Comment Useful properties for payment, not investment (Score 1) 595
The purpose of bitcoin isn't to hold coins for investment, but to use them for transactions, because they have useful properties for anonymousish internet payment that other payment processing systems don't have. Except for a few silly applications, transactions aren't priced in Bitcoins, they're priced in dollars or Euros or RMB or whatever, and you buy $x worth of Bitcoins on an exchange, use them to order easily shipped illegal pharmaceuticals or send money to your parents back in the old country, and the recipient sells them back on an exchange to get ~$x of locally useful currency.

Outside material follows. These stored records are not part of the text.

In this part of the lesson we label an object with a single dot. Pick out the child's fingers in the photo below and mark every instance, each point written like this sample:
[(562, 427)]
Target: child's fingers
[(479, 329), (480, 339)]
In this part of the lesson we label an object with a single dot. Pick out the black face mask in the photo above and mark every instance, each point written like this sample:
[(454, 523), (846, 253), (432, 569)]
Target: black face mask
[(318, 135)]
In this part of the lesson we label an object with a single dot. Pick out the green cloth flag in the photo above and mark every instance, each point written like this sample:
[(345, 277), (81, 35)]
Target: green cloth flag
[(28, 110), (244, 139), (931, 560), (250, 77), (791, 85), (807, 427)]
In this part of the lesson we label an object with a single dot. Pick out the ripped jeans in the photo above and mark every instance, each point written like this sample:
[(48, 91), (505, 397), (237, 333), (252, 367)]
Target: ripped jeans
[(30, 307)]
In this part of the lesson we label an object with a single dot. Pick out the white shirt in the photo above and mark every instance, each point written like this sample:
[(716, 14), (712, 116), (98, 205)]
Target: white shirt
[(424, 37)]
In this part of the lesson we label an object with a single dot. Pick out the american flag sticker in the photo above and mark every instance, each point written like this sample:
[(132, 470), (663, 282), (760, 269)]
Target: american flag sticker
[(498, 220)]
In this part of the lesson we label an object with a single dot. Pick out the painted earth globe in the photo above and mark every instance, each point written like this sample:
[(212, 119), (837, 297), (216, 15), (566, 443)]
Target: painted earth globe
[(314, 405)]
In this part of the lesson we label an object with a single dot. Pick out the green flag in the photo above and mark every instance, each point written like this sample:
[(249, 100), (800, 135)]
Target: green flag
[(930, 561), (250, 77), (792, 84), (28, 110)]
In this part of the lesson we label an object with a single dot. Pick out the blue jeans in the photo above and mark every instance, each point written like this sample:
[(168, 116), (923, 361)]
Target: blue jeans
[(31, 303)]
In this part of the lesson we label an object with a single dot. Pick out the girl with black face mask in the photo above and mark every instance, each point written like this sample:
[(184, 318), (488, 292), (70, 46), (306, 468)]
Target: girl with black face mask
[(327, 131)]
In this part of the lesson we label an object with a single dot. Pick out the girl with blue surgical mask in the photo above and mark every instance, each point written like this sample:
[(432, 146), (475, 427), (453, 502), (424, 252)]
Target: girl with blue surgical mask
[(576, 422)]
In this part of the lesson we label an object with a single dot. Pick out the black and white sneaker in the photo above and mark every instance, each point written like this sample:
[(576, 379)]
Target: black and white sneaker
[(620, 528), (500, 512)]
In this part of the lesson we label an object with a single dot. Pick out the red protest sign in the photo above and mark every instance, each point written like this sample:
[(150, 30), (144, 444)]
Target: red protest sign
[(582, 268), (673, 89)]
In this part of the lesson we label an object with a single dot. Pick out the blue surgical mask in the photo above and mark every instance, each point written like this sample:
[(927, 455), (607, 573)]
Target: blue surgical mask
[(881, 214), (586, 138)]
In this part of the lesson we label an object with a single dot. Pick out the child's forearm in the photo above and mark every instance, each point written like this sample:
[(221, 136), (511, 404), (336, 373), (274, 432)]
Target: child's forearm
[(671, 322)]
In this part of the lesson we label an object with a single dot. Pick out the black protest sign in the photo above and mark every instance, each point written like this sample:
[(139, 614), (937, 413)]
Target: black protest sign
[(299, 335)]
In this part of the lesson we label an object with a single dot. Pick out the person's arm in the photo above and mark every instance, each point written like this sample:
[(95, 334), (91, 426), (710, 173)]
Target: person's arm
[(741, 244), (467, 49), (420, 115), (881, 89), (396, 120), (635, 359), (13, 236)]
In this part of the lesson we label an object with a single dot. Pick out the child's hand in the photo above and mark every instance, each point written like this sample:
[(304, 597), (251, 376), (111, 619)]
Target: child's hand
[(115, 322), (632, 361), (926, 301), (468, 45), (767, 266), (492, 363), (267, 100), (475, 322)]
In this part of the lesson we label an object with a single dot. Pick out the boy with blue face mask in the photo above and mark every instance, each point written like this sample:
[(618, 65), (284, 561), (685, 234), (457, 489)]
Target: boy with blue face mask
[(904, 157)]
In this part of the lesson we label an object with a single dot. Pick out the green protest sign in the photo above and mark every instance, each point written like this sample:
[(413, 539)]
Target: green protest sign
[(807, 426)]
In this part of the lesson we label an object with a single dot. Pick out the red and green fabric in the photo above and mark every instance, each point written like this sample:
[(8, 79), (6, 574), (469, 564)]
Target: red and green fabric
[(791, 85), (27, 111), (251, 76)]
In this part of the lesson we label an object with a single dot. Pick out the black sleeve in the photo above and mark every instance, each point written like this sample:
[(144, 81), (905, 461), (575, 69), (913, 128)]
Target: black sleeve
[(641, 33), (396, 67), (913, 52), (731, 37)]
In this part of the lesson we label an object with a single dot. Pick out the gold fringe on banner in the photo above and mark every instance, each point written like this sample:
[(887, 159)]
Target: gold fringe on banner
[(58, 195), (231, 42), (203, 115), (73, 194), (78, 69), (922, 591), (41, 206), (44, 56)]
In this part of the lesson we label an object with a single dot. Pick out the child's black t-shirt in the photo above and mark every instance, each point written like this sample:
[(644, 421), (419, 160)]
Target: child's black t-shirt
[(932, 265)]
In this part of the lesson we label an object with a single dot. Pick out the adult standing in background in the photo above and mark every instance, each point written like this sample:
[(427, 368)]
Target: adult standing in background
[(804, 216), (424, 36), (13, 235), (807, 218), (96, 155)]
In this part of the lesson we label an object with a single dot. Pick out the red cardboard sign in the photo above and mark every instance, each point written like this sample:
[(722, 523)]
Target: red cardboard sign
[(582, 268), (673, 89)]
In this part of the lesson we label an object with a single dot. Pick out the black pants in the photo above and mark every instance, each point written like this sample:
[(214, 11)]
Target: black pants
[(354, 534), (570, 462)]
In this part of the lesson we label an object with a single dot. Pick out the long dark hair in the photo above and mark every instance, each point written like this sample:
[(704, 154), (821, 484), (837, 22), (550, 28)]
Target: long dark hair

You're not buying Bitcoins to hold them until they appreciate or the latest bubble bursts or the pyramid crashes, you're buying them to use for half an hour for a transaction, and they're almost always stable enough that any price fluctuation is within your tolerance for money transmission service fees (i.e. hopefully cheaper than Western Union, possibly competitive with Paypal, and certainly much smaller than the 90% markup the dealer is getting for a sheet of LSD or the 50% markup they're making on other drugs, and even if it's more expensive than Visa, the lack of record-keeping is a feature, not a bug.) And yes, if you're using it for illegal transactions, the lack of record-keeping is also a risk, because your dealer might not actually ship you the products, but you're probably only buying a $100 retail quantity, or if you're buying more you can structure it as multiple phases so you don't pay for the third 25% chunk until you've received the second one. And it wasn't like the credit card $50 loss limit was going to reimburse you if your sheet of "psychedelic artwork" arrived but didn't actually have any acid in it.